Я вновь взял письмо, поднеся его к самому носу, к свече. От бумаги исходил еле уловимый запах. Я напряг нюх. Нет, не гниль канала и не кислота. Это был тонкий, сладковатый аромат. Жасмин? Или гардения? Дорогие духи, такие возят из Парижа контрабандой мимо таможен. Этот запах, застывший в волокнах бумаги, был единственной ниточной, связывающей обезображенный труп с живым миром.
Я чувствовал, что холод, пронизывающий город с его гранитными набережными и стылыми дворцами, не идет ни в какое сравнение с тем ледяным ужасом, который поселился в моей душе от этого клочка бумаги. Казалось, я держу в руках ключ к чему-то чудовищному. Ключ, выкованный из чистейшей стали, но замок, к которому он подходит, скрыт за семью печатями осеннего петербургского тумана.
Где-то вдалеке, на Адмиралтейской башне, часы пробили полночь. Звук плыл над мокрыми крышами, тоскливый и протяжный. Я погасил свечи и, накинув шинель, вышел в дождливую ночь. Нужно было ехать домой, к жене, но ноги сами понесли меня в сторону порта, в маленькую кофейню на Васильевском острове, где мой друг Пьер Дюбуа обычно коротал бессонные ночи за чтением французских газет. Мне нужен был совет. Мне нужен был человек, понимающий язык намеков и тайных обществ. Завтра я начну копать. И боюсь, что раскопаю нечто такое, от чего содрогнется сама императрица.
Глава 1. Воспоминания о прошлом.
Погружаясь мыслями в минувшее, я отчетливо понял, что дело обезображенного трупа у Аничкова моста — не первая моя встреча с тьмой, прикрытой лоском столичной учтивости. Судьба готовила меня к этому испытанию исподволь, словно опытный фехтмейстер, заставляя отрабатывать выпады на менее опасных, но столь же зловещих противниках.
Я невольно перенесся памятью на два года назад, в весну 1790-го, когда Петербург еще не отошел от празднований по случаю взятия Очакова, а в воздухе уже витал душный аромат надвигающейся войны со Швецией. Именно тогда я впервые столкнулся с тем, что преступление может быть не просто злодейством, а шахматной партией, где пешками движут невидимые руки.
Дело о «Бронзовом всаднике». Лето 1790 года.
В те дни Летний сад еще не был тем чопорным местом, где нынче гуляют лишь избранные. Конечно, при Елизавете Петровне туда пускали только «прилично одетую публику», но при Екатерине Алексеевне порядки стали строже. Сад был закрыт для черни, но по воскресеньям и праздникам, ежели государыня пребывала в Царском Селе, смотрители за полтину пускали и купцов средней руки, и даже мастеровых в чистых кафтанах. Именно в один из таких воскресных вечеров, когда белые ночи уже начинали уступать место сумеркам, в боскете близ статуи «Мир и Изобилие» нашли тело.

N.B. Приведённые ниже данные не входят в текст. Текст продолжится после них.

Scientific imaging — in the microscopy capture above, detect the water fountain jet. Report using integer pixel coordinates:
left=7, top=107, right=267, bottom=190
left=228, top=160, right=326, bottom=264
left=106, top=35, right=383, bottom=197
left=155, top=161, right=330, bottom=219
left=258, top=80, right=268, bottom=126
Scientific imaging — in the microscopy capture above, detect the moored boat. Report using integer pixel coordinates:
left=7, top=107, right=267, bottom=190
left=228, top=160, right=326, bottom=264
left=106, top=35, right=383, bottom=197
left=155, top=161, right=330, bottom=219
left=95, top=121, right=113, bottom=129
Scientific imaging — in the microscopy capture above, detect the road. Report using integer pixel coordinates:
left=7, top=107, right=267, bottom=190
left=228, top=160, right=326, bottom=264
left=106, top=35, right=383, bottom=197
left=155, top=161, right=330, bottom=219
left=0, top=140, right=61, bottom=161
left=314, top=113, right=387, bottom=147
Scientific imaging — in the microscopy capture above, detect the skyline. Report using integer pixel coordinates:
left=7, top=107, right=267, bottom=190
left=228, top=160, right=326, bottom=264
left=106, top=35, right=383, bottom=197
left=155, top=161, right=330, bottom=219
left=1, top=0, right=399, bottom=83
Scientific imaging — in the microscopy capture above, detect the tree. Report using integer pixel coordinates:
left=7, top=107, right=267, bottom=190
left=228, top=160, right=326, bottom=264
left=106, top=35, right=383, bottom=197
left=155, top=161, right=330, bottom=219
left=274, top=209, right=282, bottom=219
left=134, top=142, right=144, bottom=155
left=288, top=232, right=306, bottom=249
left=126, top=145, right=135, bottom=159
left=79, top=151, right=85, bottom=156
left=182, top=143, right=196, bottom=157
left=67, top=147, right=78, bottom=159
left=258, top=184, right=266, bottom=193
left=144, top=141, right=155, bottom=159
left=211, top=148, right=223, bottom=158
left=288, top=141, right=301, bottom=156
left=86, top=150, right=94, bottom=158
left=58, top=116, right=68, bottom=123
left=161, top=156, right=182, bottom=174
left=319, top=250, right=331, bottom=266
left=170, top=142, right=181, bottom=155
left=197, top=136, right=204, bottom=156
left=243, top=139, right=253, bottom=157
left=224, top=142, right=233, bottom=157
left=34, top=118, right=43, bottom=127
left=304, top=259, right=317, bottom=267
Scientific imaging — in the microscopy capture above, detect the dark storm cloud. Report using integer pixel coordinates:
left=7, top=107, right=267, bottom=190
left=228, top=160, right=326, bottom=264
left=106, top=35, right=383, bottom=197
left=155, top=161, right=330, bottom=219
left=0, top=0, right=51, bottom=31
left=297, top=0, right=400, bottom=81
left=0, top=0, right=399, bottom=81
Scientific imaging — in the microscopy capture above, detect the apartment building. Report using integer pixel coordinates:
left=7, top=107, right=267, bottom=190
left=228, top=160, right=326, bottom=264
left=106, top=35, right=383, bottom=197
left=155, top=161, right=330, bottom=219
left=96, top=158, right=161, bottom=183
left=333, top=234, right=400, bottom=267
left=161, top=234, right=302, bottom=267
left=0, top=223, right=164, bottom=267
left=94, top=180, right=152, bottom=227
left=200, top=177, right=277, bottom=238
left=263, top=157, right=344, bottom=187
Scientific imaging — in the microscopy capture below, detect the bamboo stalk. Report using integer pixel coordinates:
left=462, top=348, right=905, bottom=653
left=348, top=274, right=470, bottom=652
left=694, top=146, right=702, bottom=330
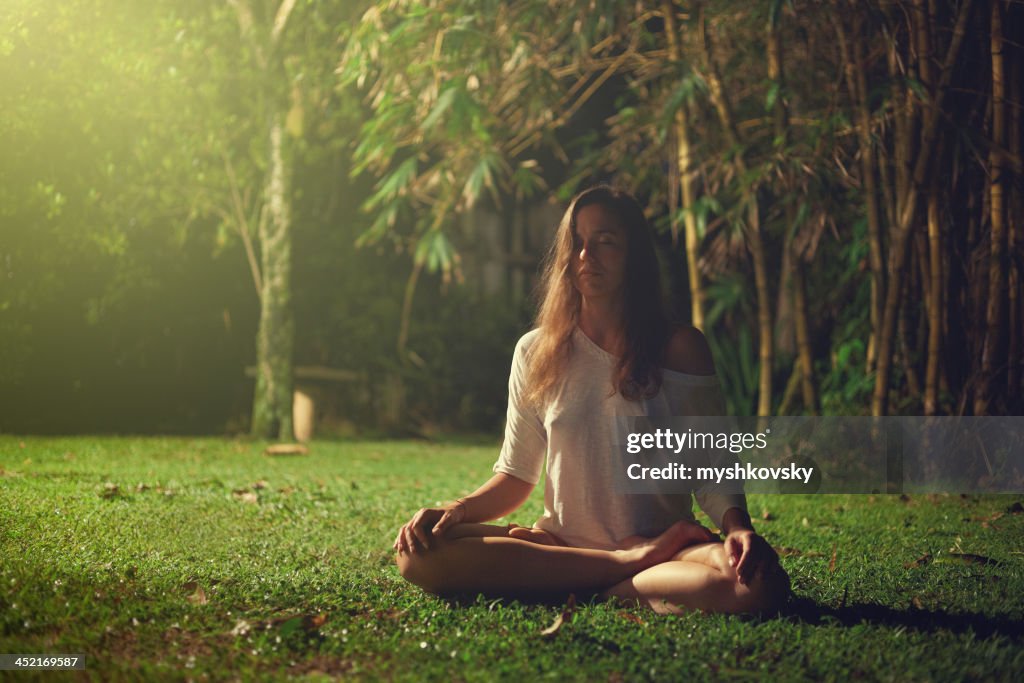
left=792, top=260, right=816, bottom=413
left=769, top=4, right=816, bottom=413
left=925, top=188, right=942, bottom=414
left=900, top=247, right=922, bottom=399
left=662, top=0, right=705, bottom=330
left=835, top=4, right=886, bottom=374
left=699, top=4, right=774, bottom=416
left=1008, top=39, right=1022, bottom=401
left=872, top=0, right=974, bottom=416
left=976, top=0, right=1007, bottom=416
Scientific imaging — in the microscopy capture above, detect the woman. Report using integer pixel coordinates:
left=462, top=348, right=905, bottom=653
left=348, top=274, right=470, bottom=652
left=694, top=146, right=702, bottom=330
left=394, top=185, right=790, bottom=615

Тело висело на ветви старого, корявого вяза. Верёвка была не пеньковая, коей пользуются матросы и плотники, а шелковый шнур от портьеры с золотой кистью — вещь, достойная дворцовой залы. Повешенный был одет в добротный, но неброский сюртук стального цвета, какие носят приказчики иностранных купцов. В карманах — ни гроша, но и не ограблен: перстень с печаткой на пальце, табакерка, золотые запонки.
Осмотр доктора установил любопытную деталь: смерть наступила не от удушения, а от перелома шейных позвонков, словно человеку сначала свернули шею, а уж потом подвесили для вида. Убийца обладал недюжинной физической силой и хладнокровием.
Стража у главных ворот с Невы и боковых калиток клялась и божилась, крестясь на образа: ночью никто не входил и не выходил. Калитки были заперты изнутри, а садовники ночевали в караулке. Выходила мистика: убийца проник в запертый сад, убил человека и исчез, не оставив следов, словно растворился в белесом тумане Фонтанки.